Ce règlement a amené le législateur français à modifier certaines dispositions du Code de consommation relatives à l’obligation générale de sécurité pour se conformer au règlement, par une loi n° 2024-364 du 22 avril 2024.

Ces dispositions viennent adapter le droit français aux nouvelles dispositions du règlement, notamment en renvoyant au règlement pour les définitions des opérateurs économiques.
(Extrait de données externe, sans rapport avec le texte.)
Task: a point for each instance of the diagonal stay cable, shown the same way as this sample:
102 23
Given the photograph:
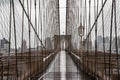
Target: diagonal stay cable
95 21
31 24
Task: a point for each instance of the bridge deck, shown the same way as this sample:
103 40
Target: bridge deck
63 68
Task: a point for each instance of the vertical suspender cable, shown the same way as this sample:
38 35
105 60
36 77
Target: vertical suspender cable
110 48
8 71
116 39
22 39
103 33
15 39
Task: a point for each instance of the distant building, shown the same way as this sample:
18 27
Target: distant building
4 45
48 43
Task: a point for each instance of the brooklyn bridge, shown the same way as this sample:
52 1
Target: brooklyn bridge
59 40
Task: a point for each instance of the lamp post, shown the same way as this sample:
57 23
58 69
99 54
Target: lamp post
81 29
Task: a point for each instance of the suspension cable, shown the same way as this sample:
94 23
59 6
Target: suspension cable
8 70
15 39
95 21
31 23
116 39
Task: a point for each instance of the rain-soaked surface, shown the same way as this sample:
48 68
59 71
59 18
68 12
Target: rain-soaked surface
63 68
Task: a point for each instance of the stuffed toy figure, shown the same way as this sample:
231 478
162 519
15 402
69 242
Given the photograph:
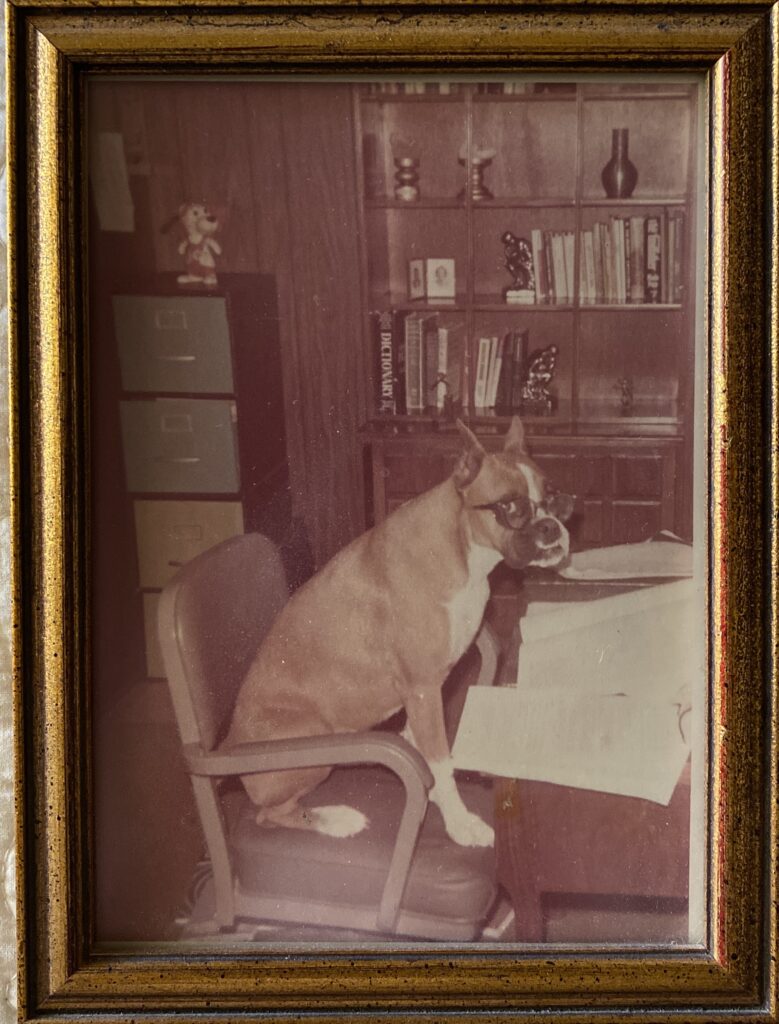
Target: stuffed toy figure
199 247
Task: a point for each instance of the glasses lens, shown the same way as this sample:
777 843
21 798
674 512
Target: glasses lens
516 512
560 506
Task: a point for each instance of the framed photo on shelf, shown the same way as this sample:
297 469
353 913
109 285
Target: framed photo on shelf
231 354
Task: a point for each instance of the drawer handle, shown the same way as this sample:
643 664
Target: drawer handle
181 460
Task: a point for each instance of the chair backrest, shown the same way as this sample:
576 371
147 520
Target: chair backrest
212 620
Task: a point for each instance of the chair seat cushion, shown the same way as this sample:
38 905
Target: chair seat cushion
446 881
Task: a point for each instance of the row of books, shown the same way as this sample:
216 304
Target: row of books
626 260
501 371
421 361
415 87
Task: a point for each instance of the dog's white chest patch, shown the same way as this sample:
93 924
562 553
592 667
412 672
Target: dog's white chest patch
466 608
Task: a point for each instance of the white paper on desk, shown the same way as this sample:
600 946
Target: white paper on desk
621 744
600 691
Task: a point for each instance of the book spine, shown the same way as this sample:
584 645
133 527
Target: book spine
457 364
600 285
539 265
414 365
677 291
482 371
383 331
568 263
519 359
625 229
494 372
638 265
653 261
591 289
443 369
506 377
430 346
550 265
561 295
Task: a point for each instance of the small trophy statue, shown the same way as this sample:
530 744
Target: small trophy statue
536 397
519 263
624 386
477 162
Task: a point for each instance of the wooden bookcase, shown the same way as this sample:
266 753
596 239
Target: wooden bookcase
632 471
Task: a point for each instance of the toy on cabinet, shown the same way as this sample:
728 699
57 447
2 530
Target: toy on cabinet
199 246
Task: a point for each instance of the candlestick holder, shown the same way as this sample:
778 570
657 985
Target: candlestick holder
406 178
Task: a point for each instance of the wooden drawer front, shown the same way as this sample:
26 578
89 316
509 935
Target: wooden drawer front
170 534
592 476
560 470
180 445
155 666
635 521
637 476
173 343
410 476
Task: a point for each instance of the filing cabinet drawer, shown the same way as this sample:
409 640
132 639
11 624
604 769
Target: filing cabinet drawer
173 343
171 534
155 665
180 445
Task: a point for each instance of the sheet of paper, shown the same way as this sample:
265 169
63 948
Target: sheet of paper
601 695
620 744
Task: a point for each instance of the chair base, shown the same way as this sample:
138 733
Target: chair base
261 920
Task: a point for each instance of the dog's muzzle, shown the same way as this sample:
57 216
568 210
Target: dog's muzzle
537 536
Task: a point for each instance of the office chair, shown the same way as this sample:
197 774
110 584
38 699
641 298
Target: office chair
401 876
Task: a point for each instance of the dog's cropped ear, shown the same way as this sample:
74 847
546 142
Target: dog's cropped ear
469 464
514 442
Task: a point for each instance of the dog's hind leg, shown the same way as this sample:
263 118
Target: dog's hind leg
277 796
425 712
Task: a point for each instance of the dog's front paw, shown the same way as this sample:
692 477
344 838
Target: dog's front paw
338 820
469 829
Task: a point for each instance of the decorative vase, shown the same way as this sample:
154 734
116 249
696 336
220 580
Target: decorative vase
619 175
407 178
476 167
Elles viennent également faire rentrer dans le champ d’application du règlement tout produit “susceptible d’être utilisé par le consommateur”. Ces dispositions d’adaptation permettent de ne pas faire rentrer en conflit certaines définitions et dispositions internes avec le nouveau règlement, auquel le code de la consommation renvoie automatiquement. 

Cette loi vient également créer une sanction en cas de manquement au règlement.

Sanctions en cas de manquement au règlement

Outre les pouvoirs coercitifs attribués aux autorités de surveillance par le règlement en cas de manquement à l’une de ces dispositions, le règlement laisse aux États membres la responsabilité de déterminer les sanctions applicables en cas de manquement aux dispositions du Règlement sur la sécurité des produits.

En France, l’article L452-5-1 du Code de la consommation, créé par la loi du 22 avril 2024, sanctionne d’une peine d’emprisonnement de cinq ans et d’une amende de 600 000 euros pouvant être portée à 10% du chiffre d’affaires moyen annuel :

  • Le fait pour un fabricant ou importateur de ne pas mettre en œuvre les mesures de rappel énoncées précédemment
  • Le fait pour un fournisseur de places de marchés en ligne de ne pas se conformer à son obligation de coopération avec les autorités de surveillance, professionnels, opérateurs économiques et consommateurs afin de faciliter toute mesure prise en vue d’éliminer ou du moins atténuer les risques posé par un produit proposé sur leur site

Ces sanctions peuvent également être assorties d’une peine complémentaire d’interdiction d’exercer certaines fonctions et notamment celle de diriger une société (art. L452-6 du Code de la Consommation)

💡 Il est ainsi conseillé à tout opérateur présent dans la chaîne allant de la production à la commercialisation de vérifier son rôle et de se conformer à la réglementation si le produit est concerné par le règlement.